Taís Araújo faz bem em desistir de interpretar cientista que tem pele mais escura que a dela
Atriz faria Joana D'Arc Félix de Souza em novo filme para o cinema
Há pouco menos de um ano, em uma coluna publicada no F5, comentei o que, ao meu ver, era uma injustiça que estava sendo cometida contra Fabiana Cozza.
A atriz e cantora havia sido convidada para encarnar D. Ivone Lara em um musical sobre a sambista, morta em abril de 2018. As duas tinham sido próximas, e Fabiana contava até com o aval da família de D. Ivone.
Mas, assim que a escalação foi anunciada, eclodiu uma polêmica nas redes sociais. Muita gente alegou que Fabiana Cozza, filha de pai negro e mãe branca, não era adequada para interpretar D. Ivone, que tinha a pele bem mais escura. As críticas logo evoluíram para um violento assédio virtual. Exausta, Fabiana desistiu do papel.

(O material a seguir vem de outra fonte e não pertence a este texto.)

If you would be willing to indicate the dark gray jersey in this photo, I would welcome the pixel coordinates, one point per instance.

No meu texto de então, eu reconheci que o colorismo –a discriminação que favorece os negros de pele mais clara– é um problema real, que precisa ser combatido. Mas discordei do que me pareceram exageros de alguns militantes, e tomei as dores de Fabiana. Também fui muito atacado.
Agora, passado um ano, aplaudo a decisão de Taís Araújo de abrir mão de interpretar Joana D’Arc Félix de Souza, uma grande cientista brasileira, cuja vida será contada em breve no cinema. Agora Joana deverá ser vivida por uma atriz de pele tão escura quanto a sua. Mas Taís continua ligada ao projeto como produtora associada, e deve assumir um outro papel na trama.
O que mudou de lá para cá? Algumas coisas. Para começar, Taís Araújo não foi massacrada na internet, ao contrário de Fabiana. A atriz –que, junto com o marido Lázaro Ramos, podem ser considerados ativistas do movimento negro brasileiro– se sensibilizou com as queixas e pedidos que recebeu, tanto online quanto em pessoa. Acabou sendo convencida pelo diálogo.
Eu também mudei. Nunca me considerei uma pessoa racista, mas finalmente venho percebendo que, como branco e privilegiado, eu não faço a menor ideia do que sofrem os negros brasileiros. Todos os negros, todos os dias.
Não é mimimi. Aliás, quem faz mimimi é quem diz que o racismo não existe no Brasil, ou que ele é “brando” –como se isto o deixasse tolerável.
Sempre defendi que a arte desconhece limites e que qualquer ator, em tese, pode fazer qualquer papel. Atuar é isto: é ser quem você não é. Também sou muito a favor dos elencos “color blind”, com atores interpretando personagens de etnias diferentes das deles.
Mas é preciso ser mais do que cego para não perceber que negros, gays, transexuais e outras minorias são pouco representados em quase todas as categorias profissionais. No cinema e na TV, atores gays e trans não conseguem papéis nem de gays e trans. Negros também são raros nas nossas produções, e os de pele mais escura, mais ainda.
Antes de escrever esta coluna, conversei por telefone com o diretor Alê Braga, que teve a ideia do filme sobre Joana D’Arc Félix de Souza quando foi entrevistá-la para um documentário, na França.
Alê é branco, e também foi questionado por seu interesse em contar a história de uma mulher negra: ele não teria o “lugar de fala” para tanto. Consciente disso, o próprio Alê está chamando o maior número de negros e negras para a equipe do filme, que nem roteiro tem ainda. Quer trabalhar junto. Quer aprender.
Sem Taís Araújo no papel principal, esse longa talvez enfrente ainda mais dificuldades em captar os recursos de que necessita. Mas nem a atriz, nem Alê Braga, estão desanimados. Ao contrário: a atitude deles mostra que os obstáculos são superados à base de conversa, não de porrada. Afinal, só vamos para a frente quando aprendemos que precisamos uns dos outros.